Environmental and social sustainability can be approached through different angles, but it all depends on your industry and brand mission. In 2012, the United Nations’ Conference on Sustainable Development came up with a list of 17 goals to work towards, such as achieving gender equality, conserve and sustainably use the oceans, and ensure inclusive and equitable quality education. Companies like adidas have already taken a stand in protecting the environment. The sportswear giant formed a partnership in 2015 with Parley for the Oceans, an environmental organization dedicated to addressing the threats towards the ocean through plastic pollution. Alas, the UltraBOOST Uncaged Parley was born, made with materials derived from 11 plastic recycled bottles per pair in the heel lining, shoe laces, and sock line covers.

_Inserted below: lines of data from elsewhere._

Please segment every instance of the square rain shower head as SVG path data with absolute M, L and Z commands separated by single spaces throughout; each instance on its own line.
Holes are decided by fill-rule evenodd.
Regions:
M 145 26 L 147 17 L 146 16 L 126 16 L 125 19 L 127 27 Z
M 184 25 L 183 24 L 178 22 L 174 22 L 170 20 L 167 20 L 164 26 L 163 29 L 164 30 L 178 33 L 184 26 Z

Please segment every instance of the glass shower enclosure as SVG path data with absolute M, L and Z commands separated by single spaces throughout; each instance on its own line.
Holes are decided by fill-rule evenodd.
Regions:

“We can’t keep producing with the materials that we’re using because they’re not the right materials,” says Director of Communication Silvia Raccagni of Parley for the Oceans. “It’s all about the materials of the future that are in sync with nature and not against nature. It’s not just about how much product, but how the product is made.” This past summer, adidas announced their commitment to eliminate all use of virgin plastics in their products by 2024; this includes plastic in their offices, warehouses, distribution centers and retail stores, saving an estimated 40 tons of plastic per year. Major retailers like H&M have also begun working on implementing sustainability initiatives into their business fabric, while pioneering sustainable brands like Reformation make clothing out of eco-friendly materials and are transparent with their customers by sharing their environmental footprint.

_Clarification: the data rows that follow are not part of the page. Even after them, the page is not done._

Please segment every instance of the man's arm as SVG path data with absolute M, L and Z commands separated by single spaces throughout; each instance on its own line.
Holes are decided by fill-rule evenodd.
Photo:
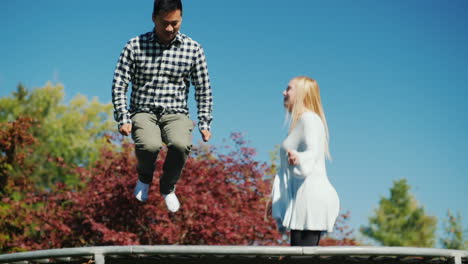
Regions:
M 205 53 L 200 46 L 195 54 L 195 62 L 191 73 L 192 83 L 195 86 L 195 100 L 198 108 L 198 129 L 204 141 L 211 137 L 211 113 L 213 111 L 213 95 L 211 92 L 210 77 Z
M 133 61 L 132 43 L 129 41 L 120 54 L 112 81 L 114 119 L 118 123 L 119 132 L 125 136 L 130 134 L 132 123 L 127 107 L 127 89 L 134 73 Z

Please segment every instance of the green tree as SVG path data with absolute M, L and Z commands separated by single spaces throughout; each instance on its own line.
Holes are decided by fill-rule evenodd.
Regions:
M 105 133 L 115 129 L 110 118 L 111 104 L 101 104 L 96 98 L 88 100 L 83 95 L 64 103 L 60 84 L 48 83 L 32 91 L 19 84 L 11 96 L 0 98 L 0 105 L 0 123 L 15 121 L 20 116 L 32 117 L 38 123 L 32 134 L 39 144 L 29 162 L 39 166 L 30 177 L 44 187 L 57 181 L 77 184 L 75 175 L 49 161 L 89 167 L 106 144 Z
M 444 237 L 440 243 L 448 249 L 468 249 L 468 241 L 465 240 L 463 233 L 460 213 L 453 215 L 450 210 L 447 211 L 447 218 L 444 221 Z
M 363 235 L 384 246 L 433 247 L 437 218 L 428 216 L 409 192 L 406 179 L 393 182 L 390 198 L 381 198 Z

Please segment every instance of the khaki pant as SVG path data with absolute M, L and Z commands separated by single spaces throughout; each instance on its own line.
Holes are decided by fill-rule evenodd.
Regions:
M 162 144 L 168 151 L 159 179 L 161 194 L 174 191 L 185 161 L 192 148 L 193 122 L 184 114 L 158 116 L 150 113 L 137 113 L 132 117 L 132 138 L 138 160 L 138 178 L 143 183 L 151 183 L 155 162 Z

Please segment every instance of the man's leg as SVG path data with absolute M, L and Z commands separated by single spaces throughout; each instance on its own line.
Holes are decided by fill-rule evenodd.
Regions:
M 160 127 L 168 148 L 160 179 L 160 191 L 167 195 L 174 192 L 192 149 L 193 122 L 184 114 L 168 114 L 161 117 Z
M 155 161 L 162 147 L 161 130 L 154 114 L 137 113 L 132 117 L 132 138 L 138 160 L 138 182 L 135 195 L 138 200 L 148 198 L 149 184 L 153 180 Z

Taking in the harsh data around pollution, climate change and even gender inequality can be emotionally overwhelming for some, but how do you incorporate emotion while communicating and connecting with their audience when working towards a more sustainable environment? Isis Arias from Complex says, “Mindfulness. It sounds silly but if you can treat people like humans, if you can be empathetic, that will make it go further.”
Being authentic is the name of the game and it can truly tarnish a brand, personal or not, once consumers get a sense of those who are hopping on the “woke wagon” for the sake of generating dollars or reaching a bigger audience. Brianna Ryce of The Move Collective believes staying true to your story and your consumer is a key to successful marketing in today’s digital era. “It’s super important in those meetings, in those spaces, to be that true voice to say ‘this is what they want.’” She continues, “You don’t always have to have the same experience, the same point of view that everyone else is having. You can tell them No, this actually wouldn’t work. I think this will work better. Just having that kind of voice to step back and say, “okay, this is how we should operate.”

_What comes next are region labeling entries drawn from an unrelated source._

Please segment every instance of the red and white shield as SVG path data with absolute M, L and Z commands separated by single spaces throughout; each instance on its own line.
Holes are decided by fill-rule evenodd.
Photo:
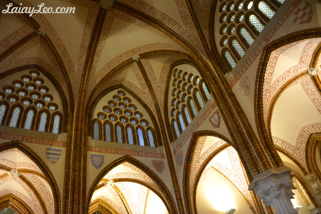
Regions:
M 302 2 L 291 17 L 291 20 L 298 24 L 308 23 L 312 18 L 312 10 L 308 4 Z
M 211 124 L 215 128 L 220 128 L 221 124 L 221 116 L 219 113 L 218 110 L 216 110 L 211 116 L 208 119 L 211 122 Z
M 247 78 L 245 77 L 239 81 L 239 86 L 236 88 L 236 90 L 239 93 L 246 96 L 250 94 L 250 82 L 248 81 Z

It takes a certain type of willingness to unlearn ideologies that many have felt were important to have for a thriving business. It’s obvious that some brands have people in power, particularly men, who have biases about the female consumer. Truth is, some women just don’t want their own space; we want to be able to buy the same product and have the same experience as men. “We want an inclusive space, we don’t want to be segmented into our space with our own pink walls and special seating section,” says Jazerai Allen-Lord, Moment Engineer at Crush & Lovely. “We want to be included into the shopping spaces that everyone else is enjoying. We want to be part of the experience and not sideload off into a corner or this weird wall. We want our sizes to be on display, the same exact product just for us.”
People are no longer just buying what you make; people buy what you stand for. Purpose is the new luxury; the messaging, the cause and how it’s presented is crucial to getting your audience engaged and motivated to make a change. So what can be done? The consumers need to get involved just as much as the companies. Research which local organizations have programs focused on environmental conservation. When managers are deliberating on important business decisions, it should be a rule to ensure that everyone in the room is of a diverse background. Diversify the pool you’re hiring from. Get informed on what’s happening in your community. Be respectful towards one another. Creating these spaces and culture start with us. No one is going to do it for us.